Labor and delivery units are losing money and struggling to find staff, in rural areas and large cities alike.
Over 500 hospitals have closed their labor and delivery departments since 2010, according to a large new study, leaving most rural hospitals and more than a third of urban hospitals without obstetric care.
Those closures, the study found, were slightly offset by the opening of new units in about 130 hospitals. Even so, the share of hospitals without maternity wards increased every year, according to the study, published on Wednesday in JAMA, a prominent medical journal. Maternal deaths remained persistently high over that period, spiking during the pandemic.
Because its data runs only through 2022, the study does not account for the additional challenges that hospitals have faced since the Supreme Court case that overturned Roe v.
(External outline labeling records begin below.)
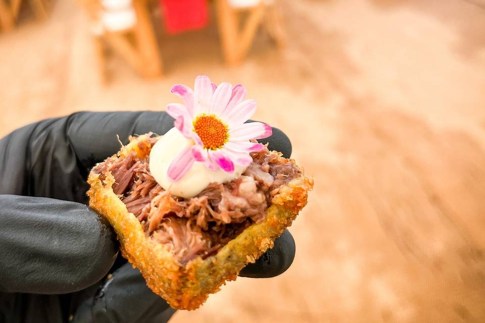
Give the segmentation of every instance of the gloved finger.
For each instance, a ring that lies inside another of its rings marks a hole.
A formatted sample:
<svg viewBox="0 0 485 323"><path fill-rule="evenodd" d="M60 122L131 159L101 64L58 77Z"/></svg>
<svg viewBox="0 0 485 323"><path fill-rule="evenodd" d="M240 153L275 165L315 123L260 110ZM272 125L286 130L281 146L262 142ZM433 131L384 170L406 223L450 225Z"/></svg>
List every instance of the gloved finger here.
<svg viewBox="0 0 485 323"><path fill-rule="evenodd" d="M113 265L115 235L85 205L10 195L0 195L0 291L70 293Z"/></svg>
<svg viewBox="0 0 485 323"><path fill-rule="evenodd" d="M164 112L80 112L67 118L67 136L81 164L91 167L116 153L120 149L116 136L124 143L130 135L150 131L163 135L173 127L174 120ZM273 128L273 134L260 142L269 143L270 149L289 157L291 143L281 131Z"/></svg>
<svg viewBox="0 0 485 323"><path fill-rule="evenodd" d="M167 322L175 310L152 292L139 271L125 263L102 283L73 315L73 323Z"/></svg>
<svg viewBox="0 0 485 323"><path fill-rule="evenodd" d="M287 230L274 241L274 246L266 251L256 262L243 268L239 276L252 278L277 276L291 265L295 258L295 240Z"/></svg>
Wade that year and led many states to restrict abortion. States with abortion bans have experienced a sharp decline in their obstetrician work force.
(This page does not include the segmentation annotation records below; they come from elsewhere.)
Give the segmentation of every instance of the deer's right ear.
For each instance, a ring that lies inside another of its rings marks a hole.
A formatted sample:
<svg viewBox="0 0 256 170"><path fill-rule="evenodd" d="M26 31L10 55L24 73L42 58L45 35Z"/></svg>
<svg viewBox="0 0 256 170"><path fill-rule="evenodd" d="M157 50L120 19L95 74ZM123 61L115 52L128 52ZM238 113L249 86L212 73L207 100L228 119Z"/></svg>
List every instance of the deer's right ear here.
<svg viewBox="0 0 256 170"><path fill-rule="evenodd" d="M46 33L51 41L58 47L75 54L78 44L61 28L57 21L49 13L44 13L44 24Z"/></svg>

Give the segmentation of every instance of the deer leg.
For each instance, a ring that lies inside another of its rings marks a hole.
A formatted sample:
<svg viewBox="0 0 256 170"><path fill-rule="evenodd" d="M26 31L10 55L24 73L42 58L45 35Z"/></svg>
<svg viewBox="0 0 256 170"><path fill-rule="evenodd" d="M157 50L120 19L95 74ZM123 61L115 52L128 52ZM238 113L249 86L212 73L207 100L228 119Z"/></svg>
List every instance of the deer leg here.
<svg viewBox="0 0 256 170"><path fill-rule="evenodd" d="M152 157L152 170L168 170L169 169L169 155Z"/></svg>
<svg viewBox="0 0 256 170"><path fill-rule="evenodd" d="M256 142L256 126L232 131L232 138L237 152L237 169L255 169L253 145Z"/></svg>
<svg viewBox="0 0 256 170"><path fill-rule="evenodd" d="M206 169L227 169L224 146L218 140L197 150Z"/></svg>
“We’re more than a decade into a severe maternal mortality crisis in the United States, and access to hospital-based maternity care has continued to decline over that entire time period,” said Katy Kozhimannil, the study’s lead author and a professor of health policy at the University of Minnesota.
Other research from Dr. Kozhimannil and her colleagues has found that the closures of rural maternity wards can lead to an increase in births in emergency rooms or outside of hospitals.